Событием — первым из двух добавочных — стала для Заболоцкого не война, а посадка. Его забрали в 1938 году. Незачем говорить, что он был плотью от плоти и костью от кости советской власти, в народ и революцию верил, сам на свой лад делал революцию в литературе, которой принадлежал всецело. Даже его философские поиски, упорные, доморощенные, очень самостоятельные, целиком лежали в русле литературном. Он в стихах (!) пишет о том, что животные должны тоже причаститься свободы и равенства, — и очеловечиться. «В хлеву свободно пел осел, / достигнув полного ума…» (Здесь он вторит Хлебникову: «Я вижу конские свободы и равноправие коров…») Волк-вегетарианец у него «печет хлебы». Тут и космогония: Циолковский с его светочеловечеством, и Федоров с «воскрешением отцов». Смерти нет — вот к чему приходит Заболоцкий, всю жизнь называвший себя «материалистом и монистом»; молекулы, составляющие его тело, понесут его душу дальше — в растениях, в животных… С такими-то мыслями он угодит сперва в тюрьму, а затем в лагеря вблизи Комсомольска-на-Амуре. Во время следствия его мучили. Он упирался и сопротивлялся, да так, что угодил в тюремную психушку…

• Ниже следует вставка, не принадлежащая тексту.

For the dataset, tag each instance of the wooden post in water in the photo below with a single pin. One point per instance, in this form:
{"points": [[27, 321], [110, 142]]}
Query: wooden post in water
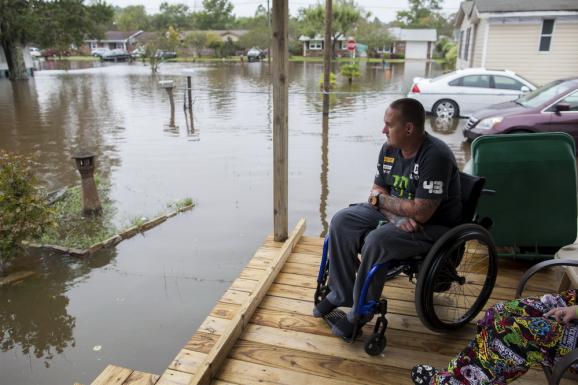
{"points": [[280, 119], [327, 56], [190, 94]]}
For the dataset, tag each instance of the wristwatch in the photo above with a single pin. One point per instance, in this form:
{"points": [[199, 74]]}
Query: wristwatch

В лагерях произошло неожиданное.
«Как это ни странно, но после того, как мы расстались, я почти не встречал людей, серьезно интересующихся литературой. Приходится признать, что литературный мир — это только маленький островок в океане равнодушных к искусству людей»,
— пишет он жене из ГУЛАГа в 1944 году. Это открытие еще больше подтолкнуло его в русло традиции. Словесный изыск, которым он жил в молодости, потерял смысл. На «островке» поэту стало тесно. Стихи не могли уйти — в них была вся жизнь Заболоцкого — но его муза требовала разговора с человечеством, не довольствовалась обращением к горстке эстетов. И поэт предпочел поступиться своею индивидуальностью, довольствоваться малым, сосредоточиться на несомненном , — лишь бы не расставаться со стихами. Поэзию он любил больше славы.

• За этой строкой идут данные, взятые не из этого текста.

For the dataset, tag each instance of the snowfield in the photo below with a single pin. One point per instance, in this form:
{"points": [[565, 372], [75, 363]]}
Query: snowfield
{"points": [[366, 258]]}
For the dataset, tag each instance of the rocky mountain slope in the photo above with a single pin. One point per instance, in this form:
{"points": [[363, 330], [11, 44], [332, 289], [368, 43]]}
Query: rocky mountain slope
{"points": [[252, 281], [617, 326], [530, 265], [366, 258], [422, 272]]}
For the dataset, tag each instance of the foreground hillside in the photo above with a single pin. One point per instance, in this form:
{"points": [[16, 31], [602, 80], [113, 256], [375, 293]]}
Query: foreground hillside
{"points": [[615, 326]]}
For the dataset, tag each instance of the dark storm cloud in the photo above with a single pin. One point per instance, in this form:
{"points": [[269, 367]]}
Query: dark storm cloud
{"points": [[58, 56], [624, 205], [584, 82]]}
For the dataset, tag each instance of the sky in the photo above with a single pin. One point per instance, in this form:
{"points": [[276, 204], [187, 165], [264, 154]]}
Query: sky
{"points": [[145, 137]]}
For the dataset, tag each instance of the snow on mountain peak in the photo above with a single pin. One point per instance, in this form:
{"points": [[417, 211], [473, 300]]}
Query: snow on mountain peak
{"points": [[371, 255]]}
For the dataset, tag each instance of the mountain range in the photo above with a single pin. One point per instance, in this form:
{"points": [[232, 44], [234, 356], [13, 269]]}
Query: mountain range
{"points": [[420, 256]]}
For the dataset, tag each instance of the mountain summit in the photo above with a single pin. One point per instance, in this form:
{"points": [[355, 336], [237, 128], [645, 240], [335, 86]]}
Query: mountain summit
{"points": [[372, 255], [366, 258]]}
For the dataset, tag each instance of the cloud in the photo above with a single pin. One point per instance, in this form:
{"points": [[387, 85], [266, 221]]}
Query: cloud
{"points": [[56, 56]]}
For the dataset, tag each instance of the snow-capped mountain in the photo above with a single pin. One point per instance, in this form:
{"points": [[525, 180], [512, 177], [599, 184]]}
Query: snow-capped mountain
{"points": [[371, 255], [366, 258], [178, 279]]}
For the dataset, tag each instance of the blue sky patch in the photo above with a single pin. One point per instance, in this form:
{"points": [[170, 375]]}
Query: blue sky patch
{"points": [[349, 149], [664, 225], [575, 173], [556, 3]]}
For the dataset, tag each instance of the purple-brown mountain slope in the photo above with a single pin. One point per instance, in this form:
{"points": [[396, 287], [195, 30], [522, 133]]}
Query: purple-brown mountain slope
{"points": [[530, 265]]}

Повороту к традиции способствовал и патриотический подъем военных лет. Ранний большевистский интернационализм слинял начисто. Нацисты оказываются в первую очередь немцами, советские люди — в первую очередь русскими. Заболоцкий, еще з/к, переосмысляет себя в русле этих настроений. Тут последовал еще один мощный толчок. В Западной Сибири, уже расконвоированный, поэт шел как-то через кладбище, и пожилая крестьянка, похоронившая последнего сына, следуя вековому обычаю, попросила его, прохожего каторжника, разделить с нею ее поминальный хлеб.
И как громом ударило
В душу его, и тотчас
Сотни труб закричали
И звезды посыпались с неба…
Хлебников с его будетлянством, Маркс, Циолковский, Федоров — всё, чему верил поэт, — разом померкло перед незамысловатой, но несомненной правдой этой несчастной женщины.
Заболоцкий в 1946 году
Освободился Заболоцкий только в 1946-м, пересидев три года. Полному его освобождению помог перевод Слова о полку Игореве , начатый им еще до посадки, а законченный ( с разрешения начальства ; до этого была специальная инструкция: следить, чтобы стихов он не писал) на поселениях в Западной Сибири, в Кулундинской степи, где поэт работал чертежником. Лагерное строительное управление командирует его в Москву — показывать свой труд. В Москве перевод одобрен. Бесправного, не реабилитированного, без прописки живущего у знакомых в Переделкине Заболоцкого навещает сам Фадеев — и находит его человеком «твердым и ясным». После этого судьба Заболоцкого идет только в гору. Сперва переводы и свой огород (иначе не прокормиться), потом публикации его оригинальных стихов, известность, восстановление в союзе писателей, реабилитация, почти слава, достаток, отдельная квартира в Москве, орден трудового красного знамени…
Прошлое было отметено разом и молча, без деклараций: всё прошлое, а не только лагеря. Закрепляя разрыв с ним, поэт не сделал ни малейшей попытки вернуться в Ленинград, где уже не было ни Хармса, ни Введенского. Этот город словно бы перестал для него существовать.
В творческом отношении послелагерные годы были лучшими в жизни Заболоцкого. Прошлое было болезнью, чумой, случайно пощадившей жертву. Выздоравливающие — счастливейшие и добрейшие на свете люди (как отметил Аркадий Аверченко), их переполняет горацианское довольство малым, они с жадностью вглядываются во всё окружающее, радуются солнцу и листве. Заболоцкий словно бы родился заново.